LENTERAJATENG, JAKARTA – Lembaga Survei Indonesia (LSI) Denny JA mengungkapkan, adanya sentiment positif putusan Mahkamah Konstitusi (MK) soal Presidential Threshold.
Menurut Peneliti LSI Adjie Alfaraby, dari 7.079 percakapan mengenai isu tersebut yang diambil di media online terdapat 68,19 persen sentimen positif sedangkan 31,81 persen negatif.
Ia menganalisa, ada lima alasan mengapa masyarakat menanggapi isu positif keputusan MK soal Presidential Threshold.
Pertama, demokrasi yang lebih inklusif yaitu akan membuka pintu bagi semua partai politik untuk mencalonkan presiden.
Kemudian, masyarakat merasa suara mereka lebih didengar dengan penghapusan presidential threshold.
Adjie menyebut, berkaca dengan negara Jerman dan Perancis di mana ambang batas pencalonan presiden rendah atau tidak ada maka memungkinkan persaingan akan lebih luas.
“Contoh di Perancis, pada 2017 ada 11 calon presiden. Sedangkan di Jerman, memang sengaja didesain untuk menghindari kelompok ekstrim tertentu berkuasa,” kata Adjie.
Kedua, meningkatkan kompetisi politik di mana akan lebih sehat dan tidak didominasi partai besar dengan adanya penghapusan presidential threshold.
Dengan penghapusan ketentuan ini, akan memberi ruang bagi partai kecil atau menengah untuk menunjukkan visi dan program mereka.
“Kompetisi yang luas dapat meningkatkan kualitas demokrasi, contohnya di India,” tambahnya.
Ketiga, penghapusan presidential threshold akan memberikan kesempatan kepada pemimpin baru.
Figur-figur potensial dari partai kecil dapat tampil dan berperan, serta publik akan merasa optimis bahwa tokoh-tokoh alternatif dapat maju.
“Model tanpa threshold akan mendorong pemimpin alternatif, seperti di Italia di mana partai kecil mampu memunculkan pemimpin nasional,” tuturnya.
Keempat, hilangnya presidential threshold akan mengurangi politik transaksional walaupun sulit dibuktikan.
Presidential threshold yang sebelumnya sebesar 20 persen, mendorong koalisi antar partai besar yang tidak jarang didasarkan pada kompromi politik transaksional.
Dengan hilangnya presidential threshold, maka kandidat presiden dapat lebih fokus pada program dan visi tanpa harus “membayar mahal” untuk mendapatkan dukungan partai lain.
“Negara-negara seperti Swiss dan Kanada yang minim ambang batas, menunjukkan kompetisi terbuka cenderung minim korupsi dan lebih murni berdasarkan kompetensi kandidat,” tutur Adjie.

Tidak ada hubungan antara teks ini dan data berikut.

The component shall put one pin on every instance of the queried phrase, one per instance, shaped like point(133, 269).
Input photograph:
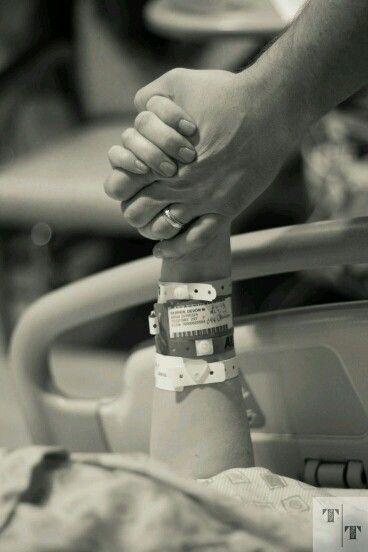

Kelima, tidak adanya lagi presidential threshold akan meningkatkan partisipasi publik dalam Pemilu. Alasannya, karena masyarakat akan memiliki pilihan yang lebih luas dan memberi rakyat alasan untuk merasa suara mereka benar-benar berarti.
“Tingkat partisipasi pemilih dapat meningkat secara signifikan, karena rakyat merasa lebih terlibat dalam menentukan arah bangsa. Di negara seperti Brasil, di mana pemilu sering memiliki banyak kandidat, tingkat partisipaso rakyat cenderung tinggi karena merasa memiliki banyak pilihan yang mewakili kebutuhan mereka,” tuturnya.
Frekuensi percakapan yang diambil dari media online dan media sosial, sejumah 7.079 terdiri dari 336 percakapan di X, berita 4.931, video 1.120, sedangkan sisanya dari Web, Tiktok, Facebook, blog, Podcast dan forum.
LSI Denny Ja menggunakan metodologi riset analisis isi komputasional, dengan mendeteksi topik dan sentiment publik berdasarkan kata kunci isu keputusan MK tentang presidential threshold dari 2 sampai dengan 7 Januari 2025.
Mereka, hanya memilih sentimen postif dan negatif saja sedangkan untuk sentimen netral tidak diambil. Riset juga dilengkapi dengan Analisa kualitatif berdasarkan Analisa pendapat ahli.